Olivia Mugaba, the Head of SMEs at Equity Bank Uganda.

Olivia Mugaba, the Head of SMEs at Equity Bank Uganda has urged women entrepreneurs to look beyond access to loans and instead focus on building strong, sustainable foundations for their businesses.

In a message released during Women’s Month, Mugaba said while capital remains important, it is often misunderstood as the primary solution to business challenges.

“Many people assume that access to loans is the main challenge women face in business. While capital is crucial, it is not enough on its own.
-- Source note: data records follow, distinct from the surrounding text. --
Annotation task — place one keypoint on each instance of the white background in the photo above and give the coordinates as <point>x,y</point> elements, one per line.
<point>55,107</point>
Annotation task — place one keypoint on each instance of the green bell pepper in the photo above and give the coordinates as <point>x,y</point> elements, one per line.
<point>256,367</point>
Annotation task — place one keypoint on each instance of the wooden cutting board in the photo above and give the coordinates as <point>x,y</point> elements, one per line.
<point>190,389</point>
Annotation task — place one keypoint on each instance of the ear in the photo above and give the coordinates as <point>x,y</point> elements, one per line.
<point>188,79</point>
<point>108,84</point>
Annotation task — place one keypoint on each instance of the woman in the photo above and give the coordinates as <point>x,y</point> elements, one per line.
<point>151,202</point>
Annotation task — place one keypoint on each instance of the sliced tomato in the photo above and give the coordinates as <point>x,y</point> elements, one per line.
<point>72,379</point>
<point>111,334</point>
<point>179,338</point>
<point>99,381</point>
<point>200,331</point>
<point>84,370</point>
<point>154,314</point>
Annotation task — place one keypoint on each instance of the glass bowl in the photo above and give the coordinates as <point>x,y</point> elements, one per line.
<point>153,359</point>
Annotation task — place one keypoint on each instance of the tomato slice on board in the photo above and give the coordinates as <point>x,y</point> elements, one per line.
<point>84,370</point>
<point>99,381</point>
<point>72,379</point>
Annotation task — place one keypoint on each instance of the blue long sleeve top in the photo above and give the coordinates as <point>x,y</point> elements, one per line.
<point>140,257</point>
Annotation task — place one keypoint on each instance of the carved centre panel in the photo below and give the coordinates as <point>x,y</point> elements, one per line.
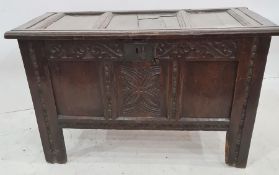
<point>139,90</point>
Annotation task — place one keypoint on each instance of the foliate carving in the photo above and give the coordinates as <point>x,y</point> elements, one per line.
<point>186,49</point>
<point>201,49</point>
<point>174,89</point>
<point>140,91</point>
<point>84,50</point>
<point>108,69</point>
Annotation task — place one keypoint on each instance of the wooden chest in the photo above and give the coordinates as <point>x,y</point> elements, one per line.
<point>165,70</point>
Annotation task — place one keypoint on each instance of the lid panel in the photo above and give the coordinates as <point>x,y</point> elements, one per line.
<point>74,22</point>
<point>138,23</point>
<point>220,19</point>
<point>123,22</point>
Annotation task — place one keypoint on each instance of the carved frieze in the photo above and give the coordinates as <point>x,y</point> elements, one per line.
<point>203,49</point>
<point>184,49</point>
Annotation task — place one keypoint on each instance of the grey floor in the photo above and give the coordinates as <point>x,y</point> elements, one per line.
<point>128,152</point>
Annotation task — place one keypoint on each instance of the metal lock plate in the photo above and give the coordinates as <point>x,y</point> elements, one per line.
<point>139,51</point>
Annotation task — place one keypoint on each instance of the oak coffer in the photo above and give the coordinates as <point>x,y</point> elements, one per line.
<point>165,70</point>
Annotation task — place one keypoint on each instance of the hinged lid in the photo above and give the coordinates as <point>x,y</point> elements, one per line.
<point>137,23</point>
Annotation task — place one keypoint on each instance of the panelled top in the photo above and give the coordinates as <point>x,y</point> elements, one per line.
<point>173,22</point>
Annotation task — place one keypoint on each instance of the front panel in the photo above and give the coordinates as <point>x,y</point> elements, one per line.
<point>144,79</point>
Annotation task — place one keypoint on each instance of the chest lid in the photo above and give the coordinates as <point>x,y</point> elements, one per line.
<point>138,23</point>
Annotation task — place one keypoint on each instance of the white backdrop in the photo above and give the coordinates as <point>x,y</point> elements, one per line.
<point>14,93</point>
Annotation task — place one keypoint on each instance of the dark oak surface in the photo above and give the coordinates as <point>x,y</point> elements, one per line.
<point>56,25</point>
<point>167,70</point>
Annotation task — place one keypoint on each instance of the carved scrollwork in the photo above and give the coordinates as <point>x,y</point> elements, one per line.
<point>140,91</point>
<point>202,49</point>
<point>185,49</point>
<point>84,50</point>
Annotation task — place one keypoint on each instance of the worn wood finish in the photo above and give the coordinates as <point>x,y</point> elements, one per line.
<point>43,100</point>
<point>165,70</point>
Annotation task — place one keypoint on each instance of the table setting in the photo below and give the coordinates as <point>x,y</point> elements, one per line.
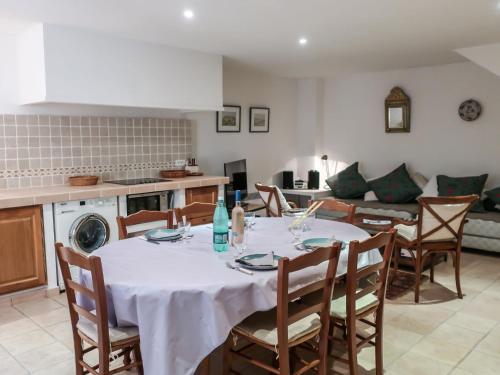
<point>185,297</point>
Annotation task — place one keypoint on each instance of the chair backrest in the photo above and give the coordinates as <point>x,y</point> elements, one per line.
<point>342,211</point>
<point>97,295</point>
<point>284,318</point>
<point>197,213</point>
<point>143,217</point>
<point>443,218</point>
<point>376,274</point>
<point>271,196</point>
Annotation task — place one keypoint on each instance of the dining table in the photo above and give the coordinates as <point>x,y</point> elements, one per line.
<point>185,300</point>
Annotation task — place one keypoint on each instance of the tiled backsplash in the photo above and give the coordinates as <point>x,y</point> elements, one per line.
<point>40,150</point>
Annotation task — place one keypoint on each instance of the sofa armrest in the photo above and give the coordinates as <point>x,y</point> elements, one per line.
<point>396,221</point>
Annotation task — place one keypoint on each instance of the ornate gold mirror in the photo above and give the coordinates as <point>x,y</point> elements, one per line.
<point>397,112</point>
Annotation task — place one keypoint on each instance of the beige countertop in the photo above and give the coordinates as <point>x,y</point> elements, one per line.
<point>64,193</point>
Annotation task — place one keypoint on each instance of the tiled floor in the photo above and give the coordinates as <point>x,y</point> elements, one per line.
<point>441,335</point>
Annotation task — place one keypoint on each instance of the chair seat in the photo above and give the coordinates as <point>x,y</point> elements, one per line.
<point>262,326</point>
<point>338,307</point>
<point>116,334</point>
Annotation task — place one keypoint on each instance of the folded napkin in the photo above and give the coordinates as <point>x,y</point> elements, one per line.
<point>265,261</point>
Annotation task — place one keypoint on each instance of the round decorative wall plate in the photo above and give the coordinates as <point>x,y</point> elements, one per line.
<point>469,110</point>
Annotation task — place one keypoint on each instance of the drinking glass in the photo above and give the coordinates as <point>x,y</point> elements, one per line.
<point>249,220</point>
<point>184,227</point>
<point>294,223</point>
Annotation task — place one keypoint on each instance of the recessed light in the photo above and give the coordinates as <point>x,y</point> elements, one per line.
<point>188,13</point>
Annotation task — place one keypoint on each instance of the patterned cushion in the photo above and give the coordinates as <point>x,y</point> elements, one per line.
<point>494,195</point>
<point>396,187</point>
<point>348,183</point>
<point>457,186</point>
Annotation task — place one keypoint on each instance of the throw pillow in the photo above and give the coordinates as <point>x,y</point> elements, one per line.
<point>456,186</point>
<point>396,187</point>
<point>494,195</point>
<point>430,190</point>
<point>348,184</point>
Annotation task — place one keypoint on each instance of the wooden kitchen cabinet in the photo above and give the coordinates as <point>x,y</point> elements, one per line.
<point>206,194</point>
<point>22,263</point>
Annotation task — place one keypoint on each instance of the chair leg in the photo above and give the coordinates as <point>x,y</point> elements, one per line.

Money without a solid foundation often disappears quickly, leaving the business struggling,” she said.

She emphasized that clarity of purpose and preparation are critical before seeking financing, noting that many aspiring entrepreneurs rush into ventures without understanding the demands involved.

“Before seeking capital, women need clarity on what they want to achieve. It is common to see someone else’s business and feel inspired to replicate it without understanding the skills and risks involved,” Mugaba explained. “Jumping in without preparation often leads to failure, no matter how much money is available.”

Mugaba highlighted the importance of acquiring the right skills through training, mentorship and practical exposure, saying these equip women with the ability to navigate real business challenges.

She also pointed to financial discipline as a key pillar of sustainability, warning against mixing personal and business finances.

“Using business capital for personal needs; paying for school fees or household expenses can quickly drain resources,” she said. “Separating personal finances from business funds, keeping proper records, and maintaining books is vital for longevity.”

The Equity Bank executive further underscored the role of technology in modern entrepreneurship, noting that digital tools can help improve efficiency and expand market access.

“Adopting digital platforms helps women track financials, manage expenses and even access broader markets online. Technology not only improves efficiency but also opens doors to new customers,” she noted.

She added that collaboration through networks and peer groups strengthens resilience among women in business.

“Women entrepreneurs thrive when they collaborate with like-minded peers. Joining a network or group creates opportunities for learning, mentorship, and shared problem-solving,” Mugaba said.

On financing, she cautioned against quick, high-interest loans, urging women to work with institutions that offer sustainable and supportive financial solutions.

“Partnering with institutions that provide fair, long-term financial solutions, training, and market access ensures that capital is used effectively,” she advised.

Mugaba called on women to embrace knowledge, discipline and strategic partnerships as they start or expand businesses, stressing that empowerment goes beyond individual success.

“When women are empowered to build sustainable businesses, they contribute not only to their families but also to the growth of communities and the nation,” she said.

She concluded with a reminder that long-term success depends on preparation and support systems rather than funding alone.

She noted,“Capital is important, but preparation, skills and support are what transform resources into lasting success.”